Population-based basal cell carcinoma (BCC) incidences are based on cancer registry data; however, these only include histologically diagnosed tumours.Objectives
First, to investigate the number of subsequent non-histologically diagnosed BCC(s) in patients with a first histologically diagnosed BCC in 2004. Secondly, to observe differences in tumour characteristics between subsequent histologically and subsequent non-histologically diagnosed BCC(s).Methods
All patients, from four hospitals located in the serving area of the Eindhoven Cancer Registry, with a first histologically diagnosed BCC in 2004 (n = 1290) were selected.
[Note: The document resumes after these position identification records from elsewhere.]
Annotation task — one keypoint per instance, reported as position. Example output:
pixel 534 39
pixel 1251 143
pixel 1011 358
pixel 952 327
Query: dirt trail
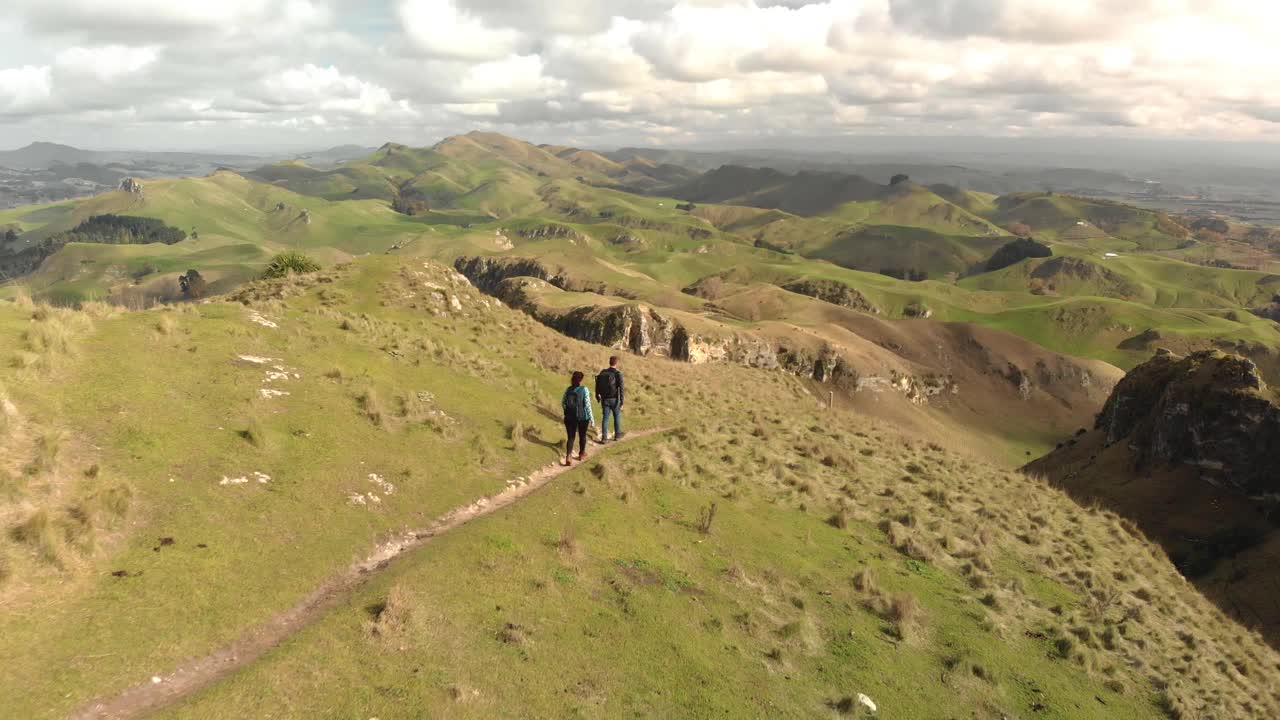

A linkage was made with PALGA, the nationwide network and registry of histo- and cytopathology, to obtain pathology reports of subsequent histologically diagnosed BCC(s) up to 1 November 2010. Patient records were extracted from the participating dermatology departments and reviewed up to 1 November 2010 to identify non-histologically diagnosed BCC(s).Results
Overall, 33.2% of the 1089 followed up patients developed subsequent histologically and/or non-histologically diagnosed BCCs. In total, 1974 BCCs were observed of which 1833 were histologically and 141 were non-histologically diagnosed BCCs. The distribution of tumour site and subtype differed significantly between subsequent histologically and subsequent non-histologically diagnosed BCCs.Conclusions
The total burden of BCC is underestimated by the absence of data on the occurrence of non-histologically diagnosed BCCs in daily dermatological practice. It is pivotal for Dutch healthcare policy makers to acknowledge this to make accurate BCC-related cost estimates.